First, I must apologize for the long hiatus that this column has taken. A few sudden brushfires in my day to day life called for an abrupt withdrawal from the web and I’m just now making my way back.
As a result, I’m a slight bit behind in my blogreading, but I am fortunate enough to have friends who email me particularly good pieces like this analysis of politics and race in a 1960s war comic from bitterandrew at Armagideon Time:
In a sane world, this facsimile of logic where “falling short of ultimate evil” somehow equals “good” would be greeted with universal shock, horror, and/or rage, but in this world, it is seen as a valid argument by a large segment of the populace.

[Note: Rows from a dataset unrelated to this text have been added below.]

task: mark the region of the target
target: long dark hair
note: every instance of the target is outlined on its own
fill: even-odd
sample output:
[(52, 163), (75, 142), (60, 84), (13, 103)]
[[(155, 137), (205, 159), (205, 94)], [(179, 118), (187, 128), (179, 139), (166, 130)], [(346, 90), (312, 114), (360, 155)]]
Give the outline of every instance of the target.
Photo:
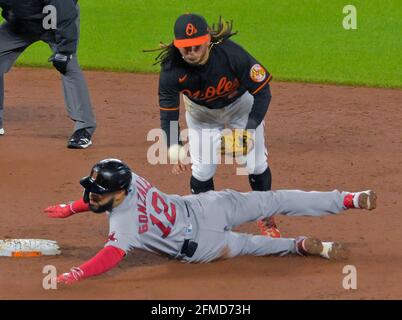
[[(237, 31), (233, 32), (233, 20), (223, 21), (222, 17), (219, 17), (217, 24), (213, 24), (209, 27), (209, 33), (211, 35), (211, 45), (220, 44), (223, 41), (229, 39), (231, 36), (237, 34)], [(160, 51), (155, 57), (155, 63), (153, 65), (160, 64), (162, 67), (166, 66), (169, 62), (175, 59), (181, 59), (179, 50), (173, 45), (173, 42), (165, 44), (163, 42), (159, 43), (158, 49), (153, 50), (143, 50), (143, 52), (156, 52)]]

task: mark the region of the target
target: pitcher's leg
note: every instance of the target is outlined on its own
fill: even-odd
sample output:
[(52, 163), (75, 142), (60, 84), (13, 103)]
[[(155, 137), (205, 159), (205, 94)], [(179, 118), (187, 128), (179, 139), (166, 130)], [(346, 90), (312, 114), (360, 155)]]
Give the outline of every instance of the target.
[(266, 236), (256, 236), (245, 233), (227, 232), (227, 258), (242, 255), (284, 256), (296, 253), (295, 239), (270, 238)]

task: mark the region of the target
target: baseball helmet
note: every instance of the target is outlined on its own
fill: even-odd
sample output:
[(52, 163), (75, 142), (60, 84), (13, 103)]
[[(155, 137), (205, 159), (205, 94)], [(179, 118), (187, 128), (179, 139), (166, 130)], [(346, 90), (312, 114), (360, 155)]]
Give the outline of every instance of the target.
[(89, 202), (89, 193), (106, 194), (127, 190), (132, 180), (131, 169), (118, 159), (105, 159), (92, 167), (91, 174), (80, 180), (84, 187), (84, 201)]

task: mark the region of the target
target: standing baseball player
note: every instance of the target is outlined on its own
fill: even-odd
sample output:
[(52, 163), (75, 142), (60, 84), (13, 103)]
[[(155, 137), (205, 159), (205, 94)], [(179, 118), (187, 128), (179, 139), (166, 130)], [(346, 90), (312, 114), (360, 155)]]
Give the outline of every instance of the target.
[[(186, 109), (194, 194), (214, 190), (215, 157), (226, 128), (252, 132), (253, 157), (247, 157), (249, 183), (254, 191), (271, 189), (271, 170), (264, 142), (264, 117), (271, 101), (267, 69), (229, 38), (231, 23), (210, 28), (202, 16), (185, 14), (174, 25), (175, 40), (162, 48), (159, 105), (161, 128), (167, 145), (177, 148), (179, 140), (180, 93)], [(172, 150), (172, 149), (171, 149)], [(205, 152), (207, 151), (207, 152)], [(212, 155), (212, 156), (211, 156)], [(178, 163), (175, 174), (186, 170)], [(273, 218), (258, 226), (262, 234), (280, 237)]]
[[(85, 149), (92, 144), (96, 122), (84, 75), (77, 60), (80, 30), (78, 0), (0, 0), (0, 135), (3, 128), (4, 73), (31, 44), (46, 42), (53, 55), (49, 61), (60, 72), (66, 110), (75, 122), (68, 148)], [(47, 20), (55, 13), (56, 24)], [(47, 23), (45, 23), (47, 22)]]
[(71, 284), (115, 267), (132, 249), (142, 249), (184, 262), (210, 262), (240, 255), (342, 256), (342, 246), (315, 238), (271, 238), (231, 231), (240, 224), (272, 217), (323, 216), (350, 208), (372, 210), (373, 191), (357, 193), (299, 190), (210, 191), (197, 195), (168, 195), (133, 173), (117, 159), (98, 162), (81, 180), (82, 200), (45, 209), (52, 218), (84, 211), (107, 212), (110, 233), (105, 247), (80, 267), (58, 277)]

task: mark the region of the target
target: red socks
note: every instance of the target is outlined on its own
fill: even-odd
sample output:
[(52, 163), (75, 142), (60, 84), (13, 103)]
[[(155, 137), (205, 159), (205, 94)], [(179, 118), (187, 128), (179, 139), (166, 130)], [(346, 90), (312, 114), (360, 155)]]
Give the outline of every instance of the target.
[(355, 205), (353, 204), (354, 193), (348, 193), (345, 198), (343, 198), (343, 205), (347, 209), (354, 209)]

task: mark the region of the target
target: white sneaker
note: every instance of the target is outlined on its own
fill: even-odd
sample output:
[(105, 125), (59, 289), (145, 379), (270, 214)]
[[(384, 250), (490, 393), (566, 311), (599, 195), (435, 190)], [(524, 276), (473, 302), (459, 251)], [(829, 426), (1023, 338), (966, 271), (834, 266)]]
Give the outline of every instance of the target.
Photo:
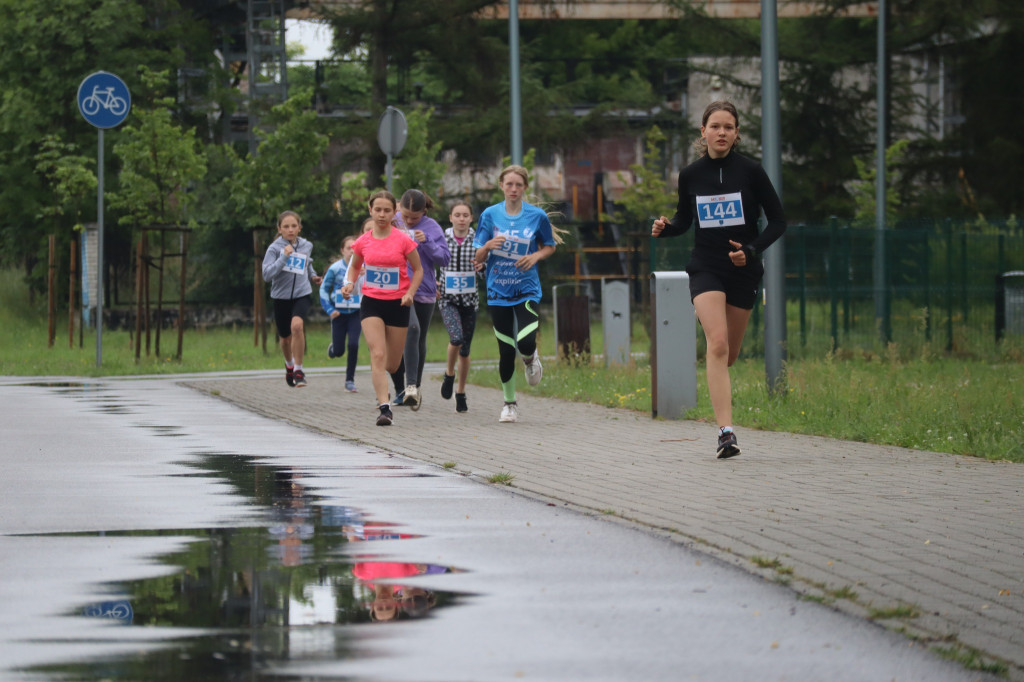
[(405, 387), (405, 404), (411, 407), (413, 412), (420, 409), (420, 403), (422, 402), (419, 386), (409, 385)]
[(501, 416), (498, 417), (498, 421), (503, 423), (519, 421), (519, 406), (515, 403), (505, 403), (505, 406), (501, 408)]
[(540, 378), (544, 376), (544, 366), (540, 364), (540, 353), (534, 350), (533, 356), (529, 360), (523, 358), (523, 363), (526, 365), (526, 383), (536, 386), (540, 383)]

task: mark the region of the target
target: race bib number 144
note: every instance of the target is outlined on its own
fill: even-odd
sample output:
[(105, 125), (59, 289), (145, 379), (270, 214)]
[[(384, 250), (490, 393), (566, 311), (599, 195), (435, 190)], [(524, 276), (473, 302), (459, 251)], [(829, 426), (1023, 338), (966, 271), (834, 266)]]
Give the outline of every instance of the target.
[(739, 192), (698, 196), (697, 222), (701, 227), (743, 225), (743, 197)]

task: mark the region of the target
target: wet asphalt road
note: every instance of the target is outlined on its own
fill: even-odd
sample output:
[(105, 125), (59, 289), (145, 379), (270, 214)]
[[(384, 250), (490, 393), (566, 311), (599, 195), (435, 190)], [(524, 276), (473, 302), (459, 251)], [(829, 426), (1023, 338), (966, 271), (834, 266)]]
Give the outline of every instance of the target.
[[(983, 679), (663, 537), (173, 379), (8, 377), (0, 403), (0, 679)], [(368, 551), (371, 528), (386, 537)], [(242, 538), (258, 548), (231, 564)], [(189, 548), (204, 580), (182, 568)], [(437, 606), (368, 622), (360, 562), (445, 569), (373, 588)], [(210, 622), (147, 625), (173, 620), (141, 593), (158, 579), (275, 596), (225, 624), (230, 590), (196, 592)], [(81, 615), (119, 602), (131, 625)]]

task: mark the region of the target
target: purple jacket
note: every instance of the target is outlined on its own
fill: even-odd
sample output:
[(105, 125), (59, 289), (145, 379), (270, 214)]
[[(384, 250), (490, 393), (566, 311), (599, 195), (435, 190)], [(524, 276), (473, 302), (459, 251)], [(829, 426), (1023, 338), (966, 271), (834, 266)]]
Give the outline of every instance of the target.
[[(395, 224), (412, 236), (414, 230), (421, 230), (426, 235), (426, 240), (416, 242), (416, 251), (420, 254), (420, 262), (423, 264), (423, 281), (420, 288), (416, 290), (412, 299), (417, 303), (433, 303), (437, 300), (437, 277), (435, 273), (438, 268), (447, 267), (452, 259), (452, 252), (448, 250), (448, 240), (445, 239), (444, 230), (437, 224), (437, 221), (428, 216), (423, 216), (413, 228), (407, 228), (402, 223), (401, 214), (395, 216)], [(409, 268), (409, 276), (412, 277), (412, 268)]]

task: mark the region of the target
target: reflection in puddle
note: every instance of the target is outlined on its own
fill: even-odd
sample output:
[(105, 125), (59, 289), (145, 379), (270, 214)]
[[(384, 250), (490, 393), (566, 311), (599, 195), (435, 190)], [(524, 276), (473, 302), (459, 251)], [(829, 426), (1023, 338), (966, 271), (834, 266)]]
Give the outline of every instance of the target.
[(182, 429), (180, 426), (164, 426), (161, 424), (150, 424), (148, 422), (141, 424), (133, 424), (133, 426), (139, 429), (149, 429), (150, 431), (154, 431), (158, 436), (168, 436), (171, 438), (177, 438), (178, 436), (185, 435), (184, 429)]
[[(204, 455), (205, 475), (227, 480), (264, 510), (253, 525), (78, 536), (179, 537), (157, 557), (170, 575), (106, 585), (79, 615), (169, 628), (159, 649), (132, 657), (36, 668), (60, 680), (259, 679), (285, 662), (351, 657), (346, 625), (417, 619), (464, 595), (429, 590), (420, 576), (447, 566), (377, 560), (366, 543), (417, 537), (313, 494), (305, 472), (249, 457)], [(212, 631), (183, 637), (170, 628)]]

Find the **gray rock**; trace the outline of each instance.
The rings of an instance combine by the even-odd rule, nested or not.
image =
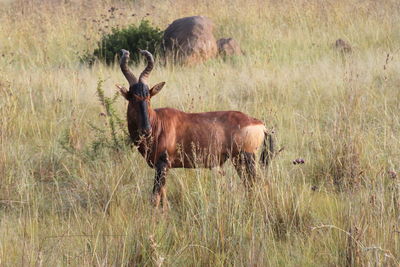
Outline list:
[[[166,56],[175,62],[195,64],[217,54],[213,22],[203,16],[177,19],[164,32]]]

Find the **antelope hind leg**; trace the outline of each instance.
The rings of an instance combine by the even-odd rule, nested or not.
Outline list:
[[[256,179],[256,156],[254,153],[240,152],[234,159],[233,165],[245,186],[250,189]]]

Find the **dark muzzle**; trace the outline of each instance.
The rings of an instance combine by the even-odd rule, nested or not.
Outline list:
[[[140,129],[140,134],[149,136],[151,134],[151,125],[146,101],[140,102],[140,113],[142,113],[142,125]]]

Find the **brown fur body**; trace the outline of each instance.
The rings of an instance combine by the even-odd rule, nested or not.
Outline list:
[[[264,124],[239,111],[186,113],[173,108],[153,110],[150,98],[161,91],[164,82],[151,89],[147,78],[154,59],[148,51],[147,67],[137,79],[127,63],[129,51],[122,50],[121,71],[129,90],[117,86],[129,101],[127,120],[129,134],[147,164],[156,170],[153,201],[167,207],[166,178],[170,168],[212,168],[231,158],[245,184],[251,186],[256,176],[255,154],[264,143],[261,161],[267,165],[271,151],[266,151]],[[263,142],[264,141],[264,142]],[[270,148],[272,139],[270,139]]]
[[[173,108],[149,109],[152,134],[143,139],[136,134],[132,110],[129,132],[151,167],[164,151],[169,168],[221,166],[240,151],[255,153],[264,139],[264,124],[242,112],[185,113]]]

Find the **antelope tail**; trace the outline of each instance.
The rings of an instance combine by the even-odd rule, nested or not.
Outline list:
[[[265,167],[268,167],[275,154],[275,139],[273,132],[264,132],[264,142],[261,152],[260,162]]]

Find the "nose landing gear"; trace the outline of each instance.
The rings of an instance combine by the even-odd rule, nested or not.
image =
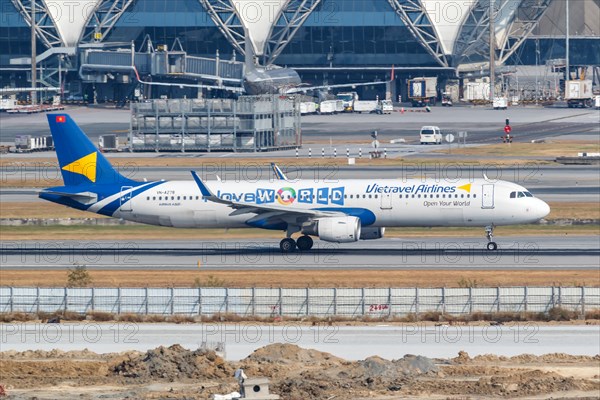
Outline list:
[[[489,225],[485,227],[485,235],[487,236],[488,240],[487,249],[489,251],[498,250],[498,244],[494,242],[494,225]]]
[[[308,251],[313,247],[313,240],[310,236],[304,235],[300,236],[298,240],[294,240],[292,238],[285,238],[281,242],[279,242],[279,248],[282,253],[291,253],[296,249],[300,251]]]

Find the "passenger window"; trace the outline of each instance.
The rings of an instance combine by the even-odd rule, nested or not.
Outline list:
[[[531,193],[529,193],[529,192],[525,192],[525,196],[527,196],[527,197],[533,197],[533,195]]]
[[[177,196],[177,200],[181,200],[181,196]]]
[[[521,197],[525,197],[525,193],[519,192],[519,198],[521,198]]]
[[[200,196],[196,196],[196,200],[200,200]]]
[[[400,198],[402,198],[402,195],[400,195]]]
[[[152,196],[152,200],[156,200],[156,196]]]
[[[474,198],[474,199],[476,199],[476,198],[477,198],[477,195],[476,195],[476,194],[473,194],[473,198]]]
[[[369,198],[371,199],[371,198],[373,198],[373,196],[369,195]]]
[[[375,198],[378,198],[378,197],[379,197],[379,195],[378,195],[378,194],[376,194],[376,195],[375,195]]]
[[[161,201],[161,200],[162,200],[162,196],[158,196],[158,201]]]
[[[146,197],[146,201],[150,200],[150,196]]]
[[[510,198],[514,199],[515,197],[517,197],[517,192],[510,192]]]
[[[418,194],[418,195],[417,195],[417,197],[420,199],[420,198],[421,198],[421,195],[420,195],[420,194]]]

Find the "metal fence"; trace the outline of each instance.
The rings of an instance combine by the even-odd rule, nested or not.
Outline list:
[[[386,317],[440,312],[585,313],[600,308],[600,288],[36,288],[0,287],[0,312],[241,316]]]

Because people are fucking stupid, and as Sgt. Fury and His Howling Commandos #56 (July 1968; by Gary Friedrich, Dick Ayers, and John Severin) shows, it’s a form of stupid that has been with us a while. “Gabriel, Blow Your Horn!” is not so much a story as it is a straw man formed from privileged white liberalism and patriotic platitudes and held together by Godwin’s Law.
The post gives us a history lesson, a tie to modern political discourse, but what interested me the most was the list of wrongs committed by the writer:
1. Projecting blame and fault back onto the oppressed party
2. A white writer using a black character as a mouthpiece to add credibility to his argument
3. The disingenuous and untrue dismissal of America’s racial issues as the work of a “handful of white people.” In any case numbers mean less than the institutionalized and (officially and unofficially) sanctioned nature of racism in both 1942 and 1968.
4. The evocation of post-racial patriotic platitudes that fail to address the existing problem
One of the problems with any form of fiction addressing real-world social issues is the danger of oversimplifying the matter and bitterandrew has outlined four ways of doing this that I believe–and I’m looking specifically at #2 and #4–are still very common.